OF COURSE it’s no secret that Prince Andrew has followed in the footsteps of his now demented father, bonking everything with a skirt in sight just as soon as he could walk. So it comes as a bit of a surprise to see him declare that bonking the delicious, but under-aged Aussie tart, Virginia Roberts Giuffre, would have been somehow “unbecoming” and that he’d decided he’d be much better off spending the entire night somwhere else stuffing his face with pizza.
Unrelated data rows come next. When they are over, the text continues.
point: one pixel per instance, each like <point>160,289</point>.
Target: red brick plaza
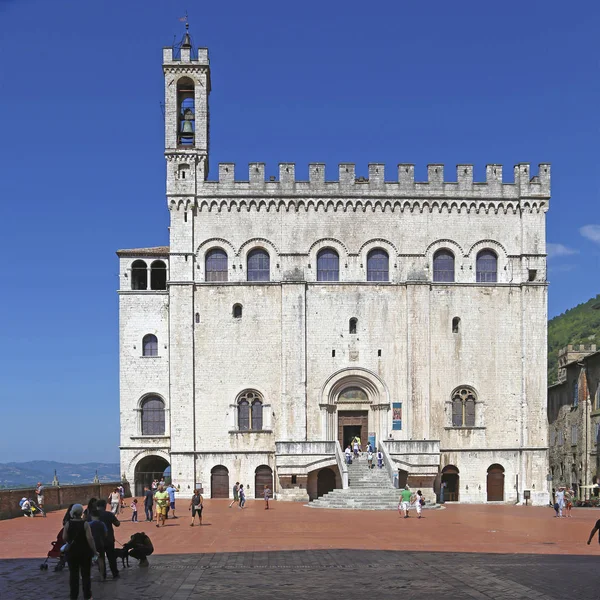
<point>293,526</point>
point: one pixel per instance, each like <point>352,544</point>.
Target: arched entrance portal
<point>219,482</point>
<point>451,478</point>
<point>325,481</point>
<point>149,469</point>
<point>262,476</point>
<point>495,483</point>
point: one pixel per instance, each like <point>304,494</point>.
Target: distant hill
<point>579,325</point>
<point>25,474</point>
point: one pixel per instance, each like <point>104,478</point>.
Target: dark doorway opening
<point>149,469</point>
<point>353,423</point>
<point>263,476</point>
<point>350,432</point>
<point>325,481</point>
<point>451,478</point>
<point>495,483</point>
<point>219,482</point>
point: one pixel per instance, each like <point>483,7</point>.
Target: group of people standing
<point>563,502</point>
<point>89,536</point>
<point>239,495</point>
<point>354,450</point>
<point>408,499</point>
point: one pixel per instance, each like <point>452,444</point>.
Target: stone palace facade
<point>286,317</point>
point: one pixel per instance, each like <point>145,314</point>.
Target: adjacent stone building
<point>288,316</point>
<point>574,418</point>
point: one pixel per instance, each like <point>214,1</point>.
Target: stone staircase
<point>369,489</point>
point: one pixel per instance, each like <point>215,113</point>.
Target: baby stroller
<point>55,552</point>
<point>36,509</point>
<point>33,509</point>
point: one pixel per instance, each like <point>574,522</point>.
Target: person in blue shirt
<point>171,491</point>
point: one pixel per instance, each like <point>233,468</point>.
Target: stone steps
<point>369,489</point>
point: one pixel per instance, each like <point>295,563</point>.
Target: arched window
<point>487,267</point>
<point>443,266</point>
<point>139,275</point>
<point>250,407</point>
<point>463,408</point>
<point>153,416</point>
<point>328,265</point>
<point>456,325</point>
<point>150,345</point>
<point>187,112</point>
<point>378,265</point>
<point>216,265</point>
<point>259,268</point>
<point>158,275</point>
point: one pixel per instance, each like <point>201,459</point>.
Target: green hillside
<point>579,325</point>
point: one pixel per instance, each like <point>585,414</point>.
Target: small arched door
<point>495,483</point>
<point>262,476</point>
<point>325,481</point>
<point>451,477</point>
<point>219,482</point>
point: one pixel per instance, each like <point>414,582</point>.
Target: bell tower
<point>187,87</point>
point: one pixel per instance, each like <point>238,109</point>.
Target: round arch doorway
<point>325,481</point>
<point>262,476</point>
<point>148,469</point>
<point>219,482</point>
<point>451,477</point>
<point>495,483</point>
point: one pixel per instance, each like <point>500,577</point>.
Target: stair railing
<point>342,466</point>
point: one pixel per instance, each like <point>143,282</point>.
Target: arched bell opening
<point>186,111</point>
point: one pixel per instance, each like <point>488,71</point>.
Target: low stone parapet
<point>55,497</point>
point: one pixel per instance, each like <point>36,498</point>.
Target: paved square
<point>495,552</point>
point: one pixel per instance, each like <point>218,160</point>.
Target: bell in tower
<point>185,98</point>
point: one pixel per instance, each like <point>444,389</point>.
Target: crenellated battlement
<point>524,185</point>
On the royal tour of The Royal Christchurch Institute of Horticulture with NZ’s hideous PM. Andrew’s gormless brother, Prince Charles, deftly parries reporters’ questioning about the Epstein matter. When I delicately attempt a more subtle approach (”Your Highness, whaddya think about that lyin’, connivin’, Randy-Andy-paedo brother of yours, hey???”), the Prince politely ignores me, turning to strike up a conversation with a nearby plant instead. Which is his wont.
That the plant happens to be a vegetable and that his royal fruit-cake (yes: our future King) pointedly addresses it as ‘Jacinta’, is a cause of much discomfort. When he asks it, “Are you a Muzzie, too?” all hell breaks loose.
Camilla quickly intervenes and bundles the dotty Prince out of the room, leaving the PM hugging tightly to her personal, portable prayer-mat, looking all flustered and embarrassed. Meantime, Winston Peters, personal advisor on all NZ matters horticultural to the Prince, looks on, openly amused, a mischievous smile stretching from ear to ear.